Stretta tra la necessità di preservare l’accordo con la Turchia e di segnalare il proprio sostegno univoco alla causa greca, l’Unione europea ha scelto di avallare la decisione del governo di Atene di sospendere a tempo indeterminato le procedure di asilo, andando contro le basi del diritto internazionale. La decisione, che ha sollevato dubbi di legittimità e raccolto le critiche dell’Unhcr, è stata invece accolta con dichiarazioni di soddisfazione di Victor Orbán. Il premier ungherese, noto per aver voltato le spalle al resto dell’Unione sul tema della redistribuzione dei migranti e aver edificato recinzioni di filo spinato lungo il confine del suo Paese con Serbia e Croazia, si è infatti vantato di essere l’artefice dell’attuale politica europea “contro l’immigrazione musulmana”.
In questo momento sembra completamente uscita dalle agende di Bruxelles la riforma del Regolamento di Dublino. Sono stati inutili gli appelli del presidente del Parlamento europeo David Sassoli, che ancora una volta aveva auspicato un cambio di rotta da parte dei Paesi membri sul tema. La mancata revisione del criterio del “Paese di primo accesso” impone ai Paesi dell’Europa meridionale, Grecia, Italia e Spagna in testa, di farsi carico di un numero molto alto di richieste di asilo. In quest’ottica, lascia perplessi la mancanza di una presa di posizione sulla redistribuzione dei migranti da parte dell’Italia. La ministra dell’Interno Luciana Lamorgese, al termine del Consiglio straordinario sulla giustizia e gli affari interni di mercoledì 4 marzo a Bruxelles, si è limitata a osservare che “alcuni Paesi non ne vogliono sentir parlare”. E mentre Salvini non perde occasione per invocare interventi militari a difesa delle frontiere europee, il governo Conte rinuncia apparentemente a ogni ambizione di riformare il sistema di asilo europeo.

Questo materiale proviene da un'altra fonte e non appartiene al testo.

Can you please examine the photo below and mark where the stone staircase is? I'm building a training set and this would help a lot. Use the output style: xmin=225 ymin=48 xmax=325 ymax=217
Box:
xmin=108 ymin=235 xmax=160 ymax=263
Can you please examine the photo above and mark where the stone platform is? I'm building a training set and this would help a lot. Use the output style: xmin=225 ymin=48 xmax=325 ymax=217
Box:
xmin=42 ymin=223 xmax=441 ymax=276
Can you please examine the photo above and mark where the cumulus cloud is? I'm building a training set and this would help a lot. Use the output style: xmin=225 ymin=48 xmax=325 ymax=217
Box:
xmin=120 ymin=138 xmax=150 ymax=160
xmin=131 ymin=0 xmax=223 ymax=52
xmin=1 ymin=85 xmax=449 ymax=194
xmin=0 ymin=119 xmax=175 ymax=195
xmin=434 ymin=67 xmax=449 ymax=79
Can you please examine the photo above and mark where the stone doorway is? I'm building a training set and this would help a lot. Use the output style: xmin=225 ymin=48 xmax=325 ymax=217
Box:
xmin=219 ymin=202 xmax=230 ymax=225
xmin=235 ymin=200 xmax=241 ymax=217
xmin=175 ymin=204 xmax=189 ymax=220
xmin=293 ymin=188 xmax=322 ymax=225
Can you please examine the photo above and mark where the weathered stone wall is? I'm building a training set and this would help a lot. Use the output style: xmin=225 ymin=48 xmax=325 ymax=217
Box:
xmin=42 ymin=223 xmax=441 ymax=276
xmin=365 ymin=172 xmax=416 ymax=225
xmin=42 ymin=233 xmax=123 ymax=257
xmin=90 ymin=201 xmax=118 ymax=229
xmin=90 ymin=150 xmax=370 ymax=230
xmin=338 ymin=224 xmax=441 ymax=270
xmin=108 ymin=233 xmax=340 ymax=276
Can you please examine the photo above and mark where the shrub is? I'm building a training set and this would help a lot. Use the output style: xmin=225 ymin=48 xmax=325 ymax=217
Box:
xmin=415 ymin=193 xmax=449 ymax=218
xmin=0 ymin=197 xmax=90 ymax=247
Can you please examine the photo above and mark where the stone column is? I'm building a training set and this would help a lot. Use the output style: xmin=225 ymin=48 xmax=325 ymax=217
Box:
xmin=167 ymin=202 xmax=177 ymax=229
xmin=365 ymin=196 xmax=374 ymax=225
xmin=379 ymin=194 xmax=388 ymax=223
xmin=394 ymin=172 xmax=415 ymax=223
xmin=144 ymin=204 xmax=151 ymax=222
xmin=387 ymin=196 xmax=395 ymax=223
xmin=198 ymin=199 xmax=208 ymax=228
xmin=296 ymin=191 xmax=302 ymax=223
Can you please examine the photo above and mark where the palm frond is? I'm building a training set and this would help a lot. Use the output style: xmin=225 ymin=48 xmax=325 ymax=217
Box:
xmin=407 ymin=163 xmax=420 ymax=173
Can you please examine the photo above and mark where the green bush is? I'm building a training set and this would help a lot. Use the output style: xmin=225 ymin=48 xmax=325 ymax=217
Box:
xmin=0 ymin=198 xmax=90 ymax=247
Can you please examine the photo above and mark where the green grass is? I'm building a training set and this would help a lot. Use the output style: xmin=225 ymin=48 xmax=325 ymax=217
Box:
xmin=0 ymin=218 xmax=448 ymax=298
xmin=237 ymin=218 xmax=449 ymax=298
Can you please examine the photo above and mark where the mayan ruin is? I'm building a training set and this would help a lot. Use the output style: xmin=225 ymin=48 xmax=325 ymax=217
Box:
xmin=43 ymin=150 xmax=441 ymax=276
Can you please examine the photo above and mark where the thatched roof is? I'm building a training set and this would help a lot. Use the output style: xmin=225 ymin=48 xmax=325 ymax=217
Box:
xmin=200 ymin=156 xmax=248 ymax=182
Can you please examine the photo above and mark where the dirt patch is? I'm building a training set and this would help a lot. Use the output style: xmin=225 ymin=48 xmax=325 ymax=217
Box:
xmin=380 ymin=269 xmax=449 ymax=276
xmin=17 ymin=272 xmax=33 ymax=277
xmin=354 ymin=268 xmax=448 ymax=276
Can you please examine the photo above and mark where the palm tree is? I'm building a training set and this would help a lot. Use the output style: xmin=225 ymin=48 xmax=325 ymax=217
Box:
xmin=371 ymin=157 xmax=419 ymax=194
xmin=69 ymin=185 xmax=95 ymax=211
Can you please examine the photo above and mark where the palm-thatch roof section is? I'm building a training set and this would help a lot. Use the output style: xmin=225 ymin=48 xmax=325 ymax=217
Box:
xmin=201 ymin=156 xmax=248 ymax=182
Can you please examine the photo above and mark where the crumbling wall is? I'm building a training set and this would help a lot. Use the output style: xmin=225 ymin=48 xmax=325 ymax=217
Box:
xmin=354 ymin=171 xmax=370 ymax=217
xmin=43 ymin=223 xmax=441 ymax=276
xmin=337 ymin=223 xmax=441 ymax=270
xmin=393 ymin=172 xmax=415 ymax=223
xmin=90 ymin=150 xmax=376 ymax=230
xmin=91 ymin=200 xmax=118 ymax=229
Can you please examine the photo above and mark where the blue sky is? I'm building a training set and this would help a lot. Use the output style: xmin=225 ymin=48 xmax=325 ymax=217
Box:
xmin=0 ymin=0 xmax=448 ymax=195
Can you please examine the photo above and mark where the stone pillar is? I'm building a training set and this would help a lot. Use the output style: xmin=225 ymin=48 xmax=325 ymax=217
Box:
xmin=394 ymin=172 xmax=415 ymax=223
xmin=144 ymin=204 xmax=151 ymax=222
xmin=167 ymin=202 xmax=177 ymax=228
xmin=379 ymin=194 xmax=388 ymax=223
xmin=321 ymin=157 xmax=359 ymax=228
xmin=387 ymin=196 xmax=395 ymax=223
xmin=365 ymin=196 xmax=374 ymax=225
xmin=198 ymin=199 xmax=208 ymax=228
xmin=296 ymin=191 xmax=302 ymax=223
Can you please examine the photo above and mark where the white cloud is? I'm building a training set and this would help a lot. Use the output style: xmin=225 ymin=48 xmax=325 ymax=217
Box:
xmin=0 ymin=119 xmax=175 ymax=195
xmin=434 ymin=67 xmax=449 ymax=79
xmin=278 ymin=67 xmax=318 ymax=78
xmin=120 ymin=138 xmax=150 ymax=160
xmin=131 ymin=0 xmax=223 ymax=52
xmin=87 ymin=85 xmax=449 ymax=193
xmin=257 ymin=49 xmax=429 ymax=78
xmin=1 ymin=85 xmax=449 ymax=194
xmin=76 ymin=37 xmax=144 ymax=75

Accantonata l’idea di costruire i nuovi centri di detenzione a Lesbo e Chios, il governo greco sta ora considerando l’opzione di trasferire i migranti sulle isole disabitate. Nell’assenza di una politica comune sull’asilo, in Europa vige la logica del “minimo comun denominatore”: l’unico elemento che accomuna i Paesi membri dell’Unione è la difesa dello spazio Schengen e delle frontiere esterne, punto oltre il quale non si riesce a costruire ulteriore consenso. Finché non si passerà al voto per maggioranza qualificata nel Consiglio in materia di migrazione, obbligando i Paesi del blocco di Visegrad ad assumersi la propria responsabilità e quota di migranti da ridistribuire, non sarà possibile trovare soluzioni strategiche alle pressioni migratorie, continuando a ricorrere a politiche di esternalizzazione dei confini e a scapito dei diritti umani. Per il momento, in questa battaglia di civiltà e sull’identità stessa del futuro dell’Unione europea, i veri vincitori sembrano essere chi ne mette in discussione l’esistenza. Bruxelles deve trovare al più presto una soluzione umana a quello che succede da anni in Grecia se non vuole che l’Europa si trasformi nella fortezza sovranista di Salvini, Le Pen e Orbán.